Jim and Pam's cuteness is unparalleled, but depending on how you feel about them, it's either their best or worst quality. Many find said cuteness performative and uncomfortable, to the point of being saccharine. Consider Jim's reveal that he bought an engagement ring for Pam just a week after they started dating. Lots of fans love this, but others find it cloying, and even objectionable, given his tendency to idolize Pam.

This cutesiness also hides the fact that Jim and Pam's relationship doesn't really go that deep. It's easy to ignore this when there are romantic gestures galore (Jim cutting his tie at their wedding, for example), which mask the absence of a stronger connection. In other circumstances, Jim's constant talking about Pam to the camera (particularly before they get together) might seem sweet. But taken as a whole, these details just make some viewers want to throw up. Sometimes, it feels like the two of them fall back on adorability to avoid doing the work of a serious relationship.

They're not that funny

Many sitcoms rely on the "straight man" trope to balance out the wackiness of others' humor and shenanigans. In the world of "The Office," both Jim and Pam play that role to offset characters like Michael, Dwight, and Andy. That dynamic can be both valid and necessary. Ross Geller, Will Truman, and Ben Wyatt all serve this role in effective ways, as they ground "Friends," "Will & Grace," and "Parks and Recreation," while adding their own brand of humor.

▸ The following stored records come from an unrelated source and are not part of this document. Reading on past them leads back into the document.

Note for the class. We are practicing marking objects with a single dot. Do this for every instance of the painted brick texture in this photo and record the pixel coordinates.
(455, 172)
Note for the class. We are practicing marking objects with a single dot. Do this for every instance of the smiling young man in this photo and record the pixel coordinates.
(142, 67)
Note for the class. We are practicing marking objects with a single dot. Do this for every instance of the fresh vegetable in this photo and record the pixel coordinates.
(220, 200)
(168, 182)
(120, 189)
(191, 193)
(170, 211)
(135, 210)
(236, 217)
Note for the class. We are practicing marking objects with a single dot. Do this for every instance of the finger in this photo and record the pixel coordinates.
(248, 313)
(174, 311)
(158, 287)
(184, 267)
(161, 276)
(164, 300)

Jim and Pam could have done this for "The Office," but there's one significant difference that gets in the way: They're really not that funny. Their absence of humor feels especially offensive, because acting as counterpoints to other, odder characters is what gives them their justification to be condescending to everyone else. Certainly, a series like "The Office" needs some sort of grounding, lest it become a parody that lives entirely on the surface. Jim and Pam could have offered that, if they'd just managed to be funnier in their "normalcy."

They're codependent

In many ways, our society promotes romantic codependence rather than independence. Phrases like "you complete me," "my other half," and, "when two become one" reflect the belief that a great, singular love is built from two lacking people. In this regard, Jim and Pam are right in line with society. But the fact that this is normalized doesn't mean their codependence is healthy.

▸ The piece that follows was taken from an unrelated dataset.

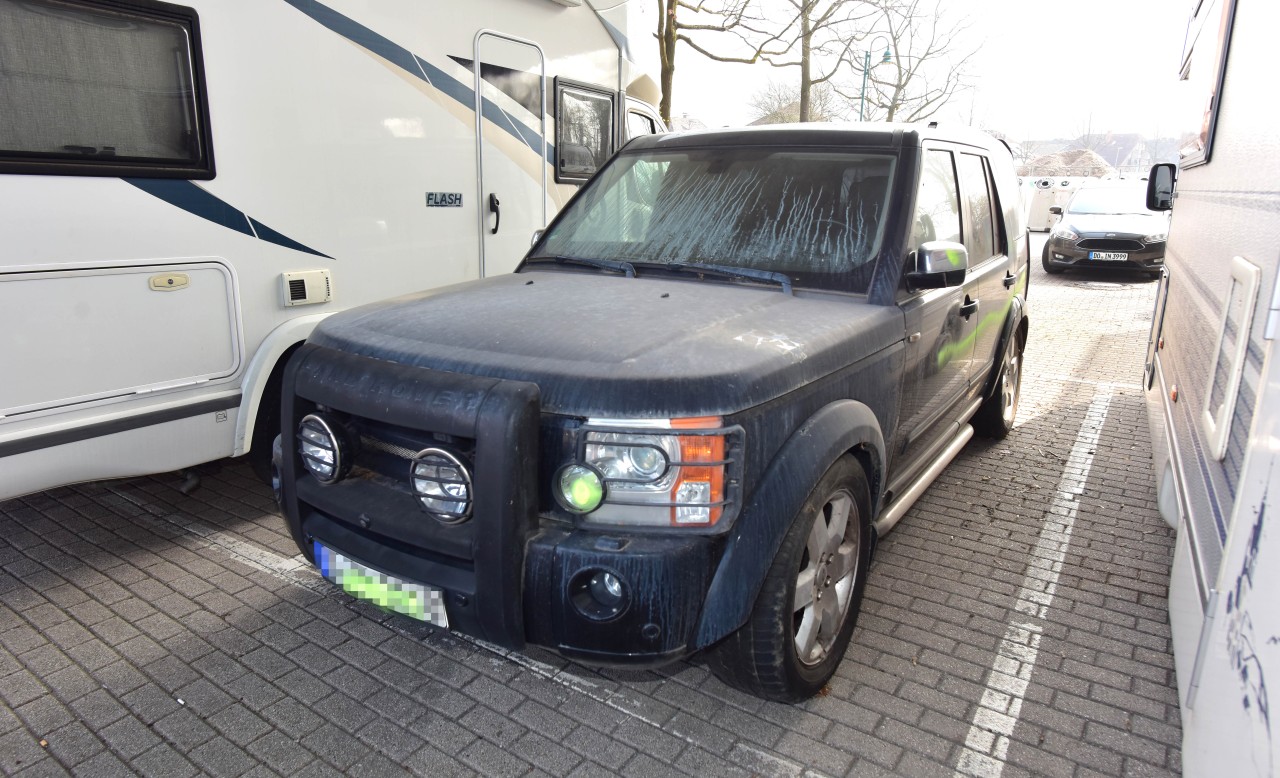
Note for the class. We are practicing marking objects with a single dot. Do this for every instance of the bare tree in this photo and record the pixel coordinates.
(927, 64)
(812, 35)
(778, 103)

Neither Jim nor Pam has much of a life outside of each other. They work together, and after they get married, continue doing so (until Jim changes careers). Other than Pam's interest in art, neither of them really seems to have hobbies or passions outside of their relationship. Codependency can be seen as a loss of self in another, as one person devotes themselves completely to a relationship. It can diminish agency, breed resentment, and even lead to abuse. Both Jim and Pam do this at the cost of their own senses of self. Without Pam, there is no Jim, and vice versa. While they don't see a problem with this, others are wary of such a narrative, and the effects it might have.

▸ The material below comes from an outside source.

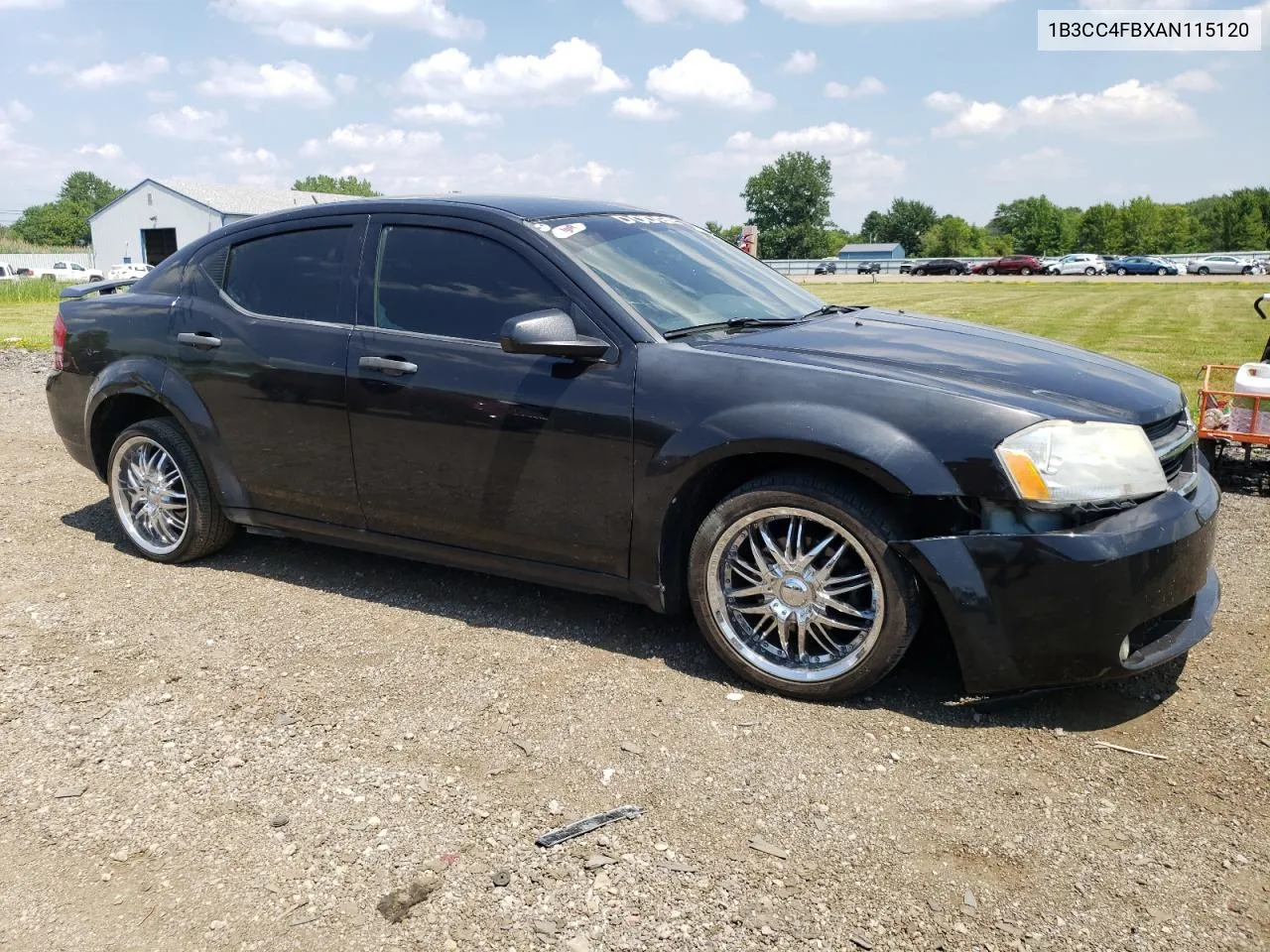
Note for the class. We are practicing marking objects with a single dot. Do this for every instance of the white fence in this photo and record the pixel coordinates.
(86, 258)
(892, 266)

They negatively affect society's ideas of love

"The Office" has become such a cultural institution, its fans number in the millions. Many of these devotees elevate Jim and Pam above all other fictional couples as a cute, devoted pair who are clear soulmates. Yet everything that makes them "couple goals" can be understood through a different lens. They're devoted to romantic gestures that don't consider the other person. They're each represent the idea of a soulmate to the other, which doesn't really reflect their actual personhood. They use cuteness to distract from their actual issues. All of this is bad — and given the show's popularity, it has an actual cultural impact.

According to skeptical fans, Jim and Pam don't truly value or respect each other, which results in a codependent and unhealthy relationship. Yet their bond is rarely identified as such by most watchers, who hold Pam and Jim up as a romantic ideal. Is this really the sort of romance we want people idolizing? In the minds of many, the answer is a resounding no. To them, Jim and Pam are just another entry in a long list of toxic TV relationships that send damaging messages about love.